Last month on July 15th, social media giant Twitter fell victim to what they are describing as a “coordinated social engineering attack”. The attack allowed hackers to gain unauthorised access to some of the most high-profile accounts on the platform. The hackers proceeded to use the high-profile accounts to promote a bitcoin scam, resulting in them taking $120,000.

Twitter Hacked

Twitter revealed that their own internal tools where compromised and used in the attack – this allowed the hackers to even bypass two factor authentication. It’s been reported that the internal tools were able to be compromised due to mid-level employees having access to powerful site-wide admin tools. It’s still unclear as to how exactly the attackers accessed these admin tools, but its been suggested that they gained access to one of these mid-level employee accounts.

It appeared that it was only verified accounts being targeted by attackers, so Twitter made the sweeping action of blocking all verified accounts from sending out new tweets, as well as blocking access to compromised accounts. It’s been noted however that there was one exception to all of the high-profile accounts that were unlawfully accessed, President Donald Trump. Trumps account remained uncompromised, it’s been speculated that this is due to special protections that have been added to his account following previous incidents.

Since the attack, a report has been published by Bloomberg saying that years before this recent Twitter hack, Twitter contractors were able to use the aforementioned internal tools to spy on users accounts, including celebrities. The report mentions Beyoncé as a specific victim to the invasion of privacy.

Certain Twitter workers have access to these admin tools in order to carry out tasks such as resetting accounts or responding to content violations.

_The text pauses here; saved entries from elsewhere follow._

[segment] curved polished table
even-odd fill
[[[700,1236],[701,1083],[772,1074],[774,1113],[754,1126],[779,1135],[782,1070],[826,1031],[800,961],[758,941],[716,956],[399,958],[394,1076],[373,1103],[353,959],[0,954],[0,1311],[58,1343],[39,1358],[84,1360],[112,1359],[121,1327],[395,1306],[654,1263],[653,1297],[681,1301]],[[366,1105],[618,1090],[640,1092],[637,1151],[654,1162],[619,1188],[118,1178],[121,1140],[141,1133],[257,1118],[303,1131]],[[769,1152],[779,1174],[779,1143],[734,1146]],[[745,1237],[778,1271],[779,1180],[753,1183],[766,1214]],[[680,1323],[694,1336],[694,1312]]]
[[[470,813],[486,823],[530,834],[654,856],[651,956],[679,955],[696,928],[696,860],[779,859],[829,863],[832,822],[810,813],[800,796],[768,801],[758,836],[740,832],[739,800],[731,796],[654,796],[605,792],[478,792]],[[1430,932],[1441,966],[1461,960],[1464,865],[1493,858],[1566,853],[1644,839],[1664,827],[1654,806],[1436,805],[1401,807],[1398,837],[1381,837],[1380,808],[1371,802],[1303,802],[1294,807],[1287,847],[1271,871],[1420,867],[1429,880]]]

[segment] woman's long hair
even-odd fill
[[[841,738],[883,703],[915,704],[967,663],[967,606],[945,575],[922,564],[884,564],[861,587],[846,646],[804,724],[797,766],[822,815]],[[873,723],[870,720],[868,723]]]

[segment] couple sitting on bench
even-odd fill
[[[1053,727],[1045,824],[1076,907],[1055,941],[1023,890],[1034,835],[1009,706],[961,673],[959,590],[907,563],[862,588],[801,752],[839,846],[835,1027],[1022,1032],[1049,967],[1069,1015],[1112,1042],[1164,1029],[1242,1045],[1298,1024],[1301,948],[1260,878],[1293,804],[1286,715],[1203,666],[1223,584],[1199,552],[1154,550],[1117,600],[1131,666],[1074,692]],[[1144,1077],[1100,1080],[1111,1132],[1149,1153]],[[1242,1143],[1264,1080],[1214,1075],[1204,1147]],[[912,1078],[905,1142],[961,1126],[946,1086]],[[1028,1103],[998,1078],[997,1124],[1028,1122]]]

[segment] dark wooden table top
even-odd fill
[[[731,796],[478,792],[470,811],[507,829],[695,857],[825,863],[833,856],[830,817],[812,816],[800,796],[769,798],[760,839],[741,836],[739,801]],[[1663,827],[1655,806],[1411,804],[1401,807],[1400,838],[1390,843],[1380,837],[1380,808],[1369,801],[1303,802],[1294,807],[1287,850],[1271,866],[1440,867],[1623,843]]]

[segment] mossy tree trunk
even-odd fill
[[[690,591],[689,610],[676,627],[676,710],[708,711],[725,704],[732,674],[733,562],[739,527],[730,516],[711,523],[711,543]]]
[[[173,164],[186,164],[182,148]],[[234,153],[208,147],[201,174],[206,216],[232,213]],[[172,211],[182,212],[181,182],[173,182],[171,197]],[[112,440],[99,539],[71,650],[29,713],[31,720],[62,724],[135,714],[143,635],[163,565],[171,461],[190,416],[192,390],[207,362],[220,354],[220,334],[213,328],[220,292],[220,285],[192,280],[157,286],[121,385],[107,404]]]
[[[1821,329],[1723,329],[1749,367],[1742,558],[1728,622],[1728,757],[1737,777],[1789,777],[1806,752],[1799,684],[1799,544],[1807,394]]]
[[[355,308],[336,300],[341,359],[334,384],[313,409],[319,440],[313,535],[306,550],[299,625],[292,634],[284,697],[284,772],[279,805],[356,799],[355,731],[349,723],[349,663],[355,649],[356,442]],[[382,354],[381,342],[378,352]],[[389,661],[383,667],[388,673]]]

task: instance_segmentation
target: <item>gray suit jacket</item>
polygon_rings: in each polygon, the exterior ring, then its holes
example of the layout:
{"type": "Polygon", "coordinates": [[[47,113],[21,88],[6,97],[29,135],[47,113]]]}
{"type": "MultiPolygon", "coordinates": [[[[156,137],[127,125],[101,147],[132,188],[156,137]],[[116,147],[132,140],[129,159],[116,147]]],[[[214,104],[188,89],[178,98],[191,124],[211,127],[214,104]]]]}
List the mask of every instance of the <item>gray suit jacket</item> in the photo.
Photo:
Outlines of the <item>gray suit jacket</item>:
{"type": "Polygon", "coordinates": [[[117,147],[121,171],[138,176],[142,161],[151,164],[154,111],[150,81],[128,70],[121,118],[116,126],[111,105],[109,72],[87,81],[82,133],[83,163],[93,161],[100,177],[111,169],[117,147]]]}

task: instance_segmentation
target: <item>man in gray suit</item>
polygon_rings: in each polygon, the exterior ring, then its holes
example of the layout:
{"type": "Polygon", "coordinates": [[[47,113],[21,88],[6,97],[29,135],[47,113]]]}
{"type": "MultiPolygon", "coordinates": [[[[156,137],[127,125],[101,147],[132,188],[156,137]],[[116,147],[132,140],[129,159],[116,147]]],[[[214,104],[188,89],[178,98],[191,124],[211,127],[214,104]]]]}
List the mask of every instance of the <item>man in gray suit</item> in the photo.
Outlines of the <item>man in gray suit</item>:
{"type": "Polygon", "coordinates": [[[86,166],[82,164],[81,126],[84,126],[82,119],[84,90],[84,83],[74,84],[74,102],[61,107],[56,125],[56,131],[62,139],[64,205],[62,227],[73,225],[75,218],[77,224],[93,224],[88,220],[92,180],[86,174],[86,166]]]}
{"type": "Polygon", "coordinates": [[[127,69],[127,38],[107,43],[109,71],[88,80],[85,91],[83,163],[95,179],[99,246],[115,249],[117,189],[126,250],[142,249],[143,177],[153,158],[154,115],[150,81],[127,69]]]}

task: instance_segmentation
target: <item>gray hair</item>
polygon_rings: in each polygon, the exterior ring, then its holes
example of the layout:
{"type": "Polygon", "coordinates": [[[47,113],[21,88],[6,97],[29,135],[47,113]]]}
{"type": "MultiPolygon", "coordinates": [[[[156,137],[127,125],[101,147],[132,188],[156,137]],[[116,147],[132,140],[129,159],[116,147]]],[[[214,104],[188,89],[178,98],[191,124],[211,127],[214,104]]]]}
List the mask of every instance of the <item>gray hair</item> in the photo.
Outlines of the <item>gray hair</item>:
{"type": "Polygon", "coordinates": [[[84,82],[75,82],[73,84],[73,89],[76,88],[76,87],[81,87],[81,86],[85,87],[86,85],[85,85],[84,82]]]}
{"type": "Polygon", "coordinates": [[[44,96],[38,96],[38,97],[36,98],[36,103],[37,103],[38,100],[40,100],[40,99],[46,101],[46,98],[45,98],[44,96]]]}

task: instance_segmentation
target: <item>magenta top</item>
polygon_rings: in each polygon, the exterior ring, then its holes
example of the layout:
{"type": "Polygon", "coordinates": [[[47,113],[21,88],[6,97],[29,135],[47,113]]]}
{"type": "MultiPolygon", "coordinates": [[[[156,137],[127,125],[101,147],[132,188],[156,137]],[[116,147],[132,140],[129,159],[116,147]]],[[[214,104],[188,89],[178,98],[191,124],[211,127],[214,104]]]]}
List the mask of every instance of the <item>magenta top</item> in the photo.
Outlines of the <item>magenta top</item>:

According to Bloomberg, these tools could also be used to “hack” or spy on an account. “The controls were so porous that at one point in 2017 and 2018 some contractors made a kind of game out of creating bogus help-desk inquiries that allowed them to peek into celebrity accounts, including Beyonce’s, to track the stars’ personal data including their approximate locations gleaned from their devices’ IP addresses,”.

According to a blog post by Twitter, a total of 130 accounts were targeted in the July 15th attack. They say that the attackers were able to reset the password, access the account and send tweets with 45 of those accounts, but that they believe up to 36 of them had their direct messages (private conversations) accessed.